RE: Use of scanned documents for text extraction and indexing

2009-02-26 Thread Renaud Waldura
There is quite a bit of litterature available on this topic. This paper
presents a summary. Nothing immediately applicable I'm afraid.

Retrieving OCR Text: A survey of current approaches
Steven M. Beitzel, Eric C. Jensen, David A Grossman
Illinois Institute of Technology

It lists a number of other papers that are easy to find online. Let me know
what you find, I'm interested in this too.

--Renaud

 

-Original Message-
From: Sudarsan, Sithu D. [mailto:sithu.sudar...@fda.hhs.gov] 
Sent: Thursday, February 26, 2009 8:29 AM
To: solr-user@lucene.apache.org; java-u...@lucene.apache.org
Subject: Use of scanned documents for text extraction and indexing


Hi All:

Is there any study / research done on using scanned paper documents as
images (may be PDF), and then use some OCR or other technique for extracting
text, and the resultant index quality?


Thanks in advance,
Sithu D Sudarsan

sithu.sudar...@fda.hhs.gov
sdsudar...@ualr.edu






RE: Performance "dead-zone" due to garbage collection

2009-01-28 Thread Renaud Waldura
I'm coming in late on this thread, but I want to recommend the YourKit
Profiler product. It helped me track a performance problem similar to what
you describe. I had been futzing with GC logging etc. for days before
YourKit pinpointed the issue within minutes.

http://www.yourkit.com/

(My problem turned out to be silly. Straight Lucene, not Solr; the index was
opened and closed on every request. It worked OK for a few hours, then a
giant full GC kicked in, which froze the VM for minutes. Doh!)
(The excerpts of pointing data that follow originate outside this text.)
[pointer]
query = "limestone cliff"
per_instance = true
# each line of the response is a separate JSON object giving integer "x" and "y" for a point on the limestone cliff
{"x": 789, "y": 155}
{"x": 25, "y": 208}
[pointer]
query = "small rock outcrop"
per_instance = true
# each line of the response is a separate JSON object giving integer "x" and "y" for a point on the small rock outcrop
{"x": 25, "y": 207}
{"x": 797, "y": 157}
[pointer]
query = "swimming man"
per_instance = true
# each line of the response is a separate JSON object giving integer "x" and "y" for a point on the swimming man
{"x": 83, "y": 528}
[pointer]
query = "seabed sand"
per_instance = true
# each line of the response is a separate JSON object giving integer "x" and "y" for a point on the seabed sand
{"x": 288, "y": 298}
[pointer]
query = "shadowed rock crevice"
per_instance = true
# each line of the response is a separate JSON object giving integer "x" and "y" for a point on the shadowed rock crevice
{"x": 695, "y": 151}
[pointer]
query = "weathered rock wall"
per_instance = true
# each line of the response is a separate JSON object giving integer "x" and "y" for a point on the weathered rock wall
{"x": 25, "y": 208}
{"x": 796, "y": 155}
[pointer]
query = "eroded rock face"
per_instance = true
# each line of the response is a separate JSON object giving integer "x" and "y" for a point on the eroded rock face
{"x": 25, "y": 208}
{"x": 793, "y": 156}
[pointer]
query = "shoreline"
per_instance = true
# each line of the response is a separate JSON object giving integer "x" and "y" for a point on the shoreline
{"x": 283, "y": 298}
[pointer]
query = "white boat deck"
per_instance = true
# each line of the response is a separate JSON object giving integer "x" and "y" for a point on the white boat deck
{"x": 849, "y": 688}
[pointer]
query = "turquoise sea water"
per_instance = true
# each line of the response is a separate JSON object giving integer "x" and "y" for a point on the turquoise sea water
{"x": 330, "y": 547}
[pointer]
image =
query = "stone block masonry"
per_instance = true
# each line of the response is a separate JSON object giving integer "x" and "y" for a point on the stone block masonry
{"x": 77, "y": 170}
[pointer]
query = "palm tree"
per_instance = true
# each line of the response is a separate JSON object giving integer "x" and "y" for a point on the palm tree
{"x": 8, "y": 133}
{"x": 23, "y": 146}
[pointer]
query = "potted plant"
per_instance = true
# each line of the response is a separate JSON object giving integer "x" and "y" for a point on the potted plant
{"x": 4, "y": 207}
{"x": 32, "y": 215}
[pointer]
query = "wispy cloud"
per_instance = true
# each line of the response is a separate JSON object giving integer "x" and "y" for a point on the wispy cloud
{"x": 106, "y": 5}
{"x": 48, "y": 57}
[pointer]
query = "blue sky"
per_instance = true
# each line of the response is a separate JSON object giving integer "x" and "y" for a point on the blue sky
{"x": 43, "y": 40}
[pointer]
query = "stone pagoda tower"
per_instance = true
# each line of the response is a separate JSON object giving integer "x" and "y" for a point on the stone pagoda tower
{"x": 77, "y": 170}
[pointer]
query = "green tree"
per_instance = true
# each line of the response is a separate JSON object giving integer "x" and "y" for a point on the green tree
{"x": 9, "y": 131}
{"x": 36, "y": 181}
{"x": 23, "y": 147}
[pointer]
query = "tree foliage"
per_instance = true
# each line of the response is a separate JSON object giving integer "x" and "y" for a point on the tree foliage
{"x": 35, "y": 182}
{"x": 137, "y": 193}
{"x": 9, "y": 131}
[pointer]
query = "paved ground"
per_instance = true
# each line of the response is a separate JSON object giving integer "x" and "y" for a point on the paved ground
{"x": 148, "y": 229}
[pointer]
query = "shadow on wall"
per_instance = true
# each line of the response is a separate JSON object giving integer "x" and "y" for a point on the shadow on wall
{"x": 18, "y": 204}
Anyway, it may help you identify how much memory is used per request, etc.
and tune GC accordingly. Good luck!

--Renaud


-Original Message-
From: Feak, Todd [mailto:todd.f...@smss.sony.com] 
Sent: Friday, January 23, 2009 8:13 AM
To: solr-user@lucene.apache.org
Subject: RE: Performance "dead-zone" due to garbage collection

Can you share your experience with the IBM JDK once you've evaluated it?
You are working with a heavy load, I think many would benefit from the
feedback.

-Todd Feak

-Original Message-
From: wojtekpia [mailto:wojte...@hotmail.com]
Sent: Thursday, January 22, 2009 3:46 PM
To: solr-user@lucene.apache.org
Subject: Re: Performance "dead-zone" due to garbage collection


I'm not sure if you suggested it, but I'd like to try the IBM JVM. Aside
from
setting my JRE paths, is there anything else I need to do run inside the
IBM
JVM? (e.g. re-compiling?)


Walter Underwood wrote:
> 
> What JVM and garbage collector setting? We are using the IBM JVM with
> their concurrent generational collector. I would strongly recommend
> trying a similar collector on your JVM. Hint: how much memory is in
> use after a full GC? That is a good approximation to the working set.
> 
> 

-- 
View this message in context:
http://www.nabble.com/Performance-%22dead-zone%22-due-to-garbage-collect
ion-tp21588427p21616078.html
Sent from the Solr - User mailing list archive at Nabble.com.






RE: Accented search

2008-03-11 Thread Renaud Waldura
Peter:

Very interesting. To take care of the issue you mention, could you add
multiple "synonyms" with progressively less accents? 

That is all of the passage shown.